One outcome of this inquiry has been the formation of a society of employers designed to bring about scientific consideration of the present misemployment of children and adults, underemployment, and other wastes of industry.
We believe that continuation schools are necessary for all boys and girls engaged in shop or factory work, and that expert vocational guidance and educational direction should be offered those who leave school to become wage-earners. It is inevitable that to people at all socially minded close contact with many children should exercise the humanities. The stress that we lay on the enforcement of these protective measures comes from a conviction that the children of the poor, more than all others, need to be prepared for the responsibilities of life that so soon come upon them.
The great majority of the boys and girls accept passively the conditions of the trade or occupation into which chance and their necessities have forced them. The desire for something different seldom becomes articulate or strong enough to impel them to overcome the almost insuperable barriers. Occasionally, however, the spirit of revolt asserts itself. “I work in a sweatshop,” said a young girl who brought her drawings to me for criticism, “and it harasses my body and my soul. Perhaps I could earn enough to live on by doing these, and my brother bids me to display them”; and she added, “I could live on three dollars a week if I were happy.” The drawings were promising, and the temperamental young creature, in answer to my questioning, admitted that she had illustrated David Copperfield for pastime and had “given David a weak chin.”
The difficulty of proper placement in industry experienced by the ordinary boy and girl is intensified in the case of the colored juveniles. It is now nine years since a woman called at the Henry Street house and almost challenged me to face their problem. She was what is termed a “race woman,” and desired to work for her own people. It was not difficult to provide an opening for her. The devoted daughter of a man who had felt friendship for the colored people made it possible for us to establish a branch of the settlement on the west side of the city in that section known as San Juan Hill. At “Lincoln House,” with the co-operation of representatives of the race and their friends, a programme of social and educational work adapted to the needs of the neighborhood is carried on. To find admirably trained and efficient colored nurses was a comparatively simple matter; and the response of the colored people themselves in this respect was immediately encouraging.
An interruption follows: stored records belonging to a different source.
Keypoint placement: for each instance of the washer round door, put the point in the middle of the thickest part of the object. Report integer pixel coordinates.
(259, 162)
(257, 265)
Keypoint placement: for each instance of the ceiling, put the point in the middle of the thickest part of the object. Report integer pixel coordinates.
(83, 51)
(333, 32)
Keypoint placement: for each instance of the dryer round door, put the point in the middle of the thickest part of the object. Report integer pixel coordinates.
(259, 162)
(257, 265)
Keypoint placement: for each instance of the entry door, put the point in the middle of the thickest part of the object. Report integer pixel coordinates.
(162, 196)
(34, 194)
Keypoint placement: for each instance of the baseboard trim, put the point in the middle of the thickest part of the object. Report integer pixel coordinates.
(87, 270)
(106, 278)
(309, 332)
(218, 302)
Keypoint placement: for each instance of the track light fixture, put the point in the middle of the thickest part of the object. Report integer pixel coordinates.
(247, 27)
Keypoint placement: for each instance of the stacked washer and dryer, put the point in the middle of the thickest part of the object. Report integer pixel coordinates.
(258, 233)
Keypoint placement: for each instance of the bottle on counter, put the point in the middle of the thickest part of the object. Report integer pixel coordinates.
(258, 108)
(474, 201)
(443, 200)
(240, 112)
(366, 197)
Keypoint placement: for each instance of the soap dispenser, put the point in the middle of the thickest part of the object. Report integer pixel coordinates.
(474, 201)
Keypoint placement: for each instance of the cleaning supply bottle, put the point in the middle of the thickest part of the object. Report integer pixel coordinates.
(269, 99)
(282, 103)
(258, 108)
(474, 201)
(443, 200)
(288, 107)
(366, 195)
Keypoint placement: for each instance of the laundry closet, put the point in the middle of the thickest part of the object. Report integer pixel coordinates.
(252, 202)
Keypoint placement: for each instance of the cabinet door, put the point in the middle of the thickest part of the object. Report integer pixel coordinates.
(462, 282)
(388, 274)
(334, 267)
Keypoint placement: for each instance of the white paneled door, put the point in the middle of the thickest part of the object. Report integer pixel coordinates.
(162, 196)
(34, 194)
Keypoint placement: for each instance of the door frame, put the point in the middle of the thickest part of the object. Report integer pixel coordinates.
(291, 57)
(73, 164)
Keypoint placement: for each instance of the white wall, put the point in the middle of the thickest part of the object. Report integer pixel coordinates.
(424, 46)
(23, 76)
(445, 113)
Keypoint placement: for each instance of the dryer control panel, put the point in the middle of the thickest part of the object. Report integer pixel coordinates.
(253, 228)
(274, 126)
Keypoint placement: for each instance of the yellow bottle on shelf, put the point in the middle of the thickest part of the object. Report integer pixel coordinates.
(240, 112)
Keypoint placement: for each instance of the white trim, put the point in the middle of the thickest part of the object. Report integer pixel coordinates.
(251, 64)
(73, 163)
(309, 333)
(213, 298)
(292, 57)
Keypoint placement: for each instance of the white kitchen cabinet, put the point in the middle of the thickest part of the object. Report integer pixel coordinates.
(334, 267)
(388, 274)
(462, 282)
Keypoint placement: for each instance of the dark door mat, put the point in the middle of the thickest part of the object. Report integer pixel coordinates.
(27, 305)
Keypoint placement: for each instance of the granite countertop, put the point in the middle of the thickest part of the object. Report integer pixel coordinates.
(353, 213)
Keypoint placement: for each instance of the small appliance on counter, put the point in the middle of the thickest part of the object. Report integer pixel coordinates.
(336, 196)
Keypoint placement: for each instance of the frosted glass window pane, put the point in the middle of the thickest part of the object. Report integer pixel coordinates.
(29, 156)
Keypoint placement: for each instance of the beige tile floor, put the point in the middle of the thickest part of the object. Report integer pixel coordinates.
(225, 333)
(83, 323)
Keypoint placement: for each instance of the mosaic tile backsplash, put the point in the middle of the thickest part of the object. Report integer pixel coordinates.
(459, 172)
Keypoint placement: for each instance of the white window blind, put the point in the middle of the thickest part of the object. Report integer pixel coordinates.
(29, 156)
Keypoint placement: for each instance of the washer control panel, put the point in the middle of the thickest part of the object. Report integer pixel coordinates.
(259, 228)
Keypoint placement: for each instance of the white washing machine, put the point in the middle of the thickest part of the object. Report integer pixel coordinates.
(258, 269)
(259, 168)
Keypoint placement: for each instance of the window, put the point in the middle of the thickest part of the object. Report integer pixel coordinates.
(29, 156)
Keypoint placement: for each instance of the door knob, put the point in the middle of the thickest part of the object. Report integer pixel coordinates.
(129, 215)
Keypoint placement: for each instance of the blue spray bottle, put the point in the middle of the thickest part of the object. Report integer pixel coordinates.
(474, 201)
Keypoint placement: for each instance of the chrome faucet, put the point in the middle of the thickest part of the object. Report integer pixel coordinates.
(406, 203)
Necessity for patient adherence to the principle of giving opportunity to the most needy children, that they may be better equipped for the future, is emphasized in the case of the colored children in school and when seeking work; but difficulties, mountainous in proportion and testing the most buoyant optimism, loom up when social barriers and racial characteristics enter into individual adjustments. The restricted number of occupations open to them discourages ambition and in time reacts unfavorably upon character and ability; and thus we complete the vicious circle of diminishing opportunities and lessening vigor and skill. Colored women are often conspicuously good and tender mothers, and when I have watched large groups of them assembled in their clubrooms, exhibiting their babies with justifiable pride, I have felt a wave of unhappiness because of the consciousness of the enormous handicap with which these little ones must face the future.
Uses of the Back Yard in One of the Branches of the Henry Street Settlement
A distinguished musician told me not long ago that he gave specially of his time and talent to the colored people of New York because of a debt he owed to a gifted colored neighbor. When he was a boy, his attempts to play the violin attracted the man’s attention; the latter offered his services as instructor when he learned that the boy could not afford to take lessons. The colored man had great talent and had studied with the best masters in Europe, but when he returned to America he was unable to obtain engagements or procure pupils, and in order to earn his living was obliged to learn to play the guitar. Discouraging as was his experience, there is, I believe, relatively freer opportunity for the exceptionally gifted of the colored race in the arts and professions than for the ordinary young men and women who seek vocational careers.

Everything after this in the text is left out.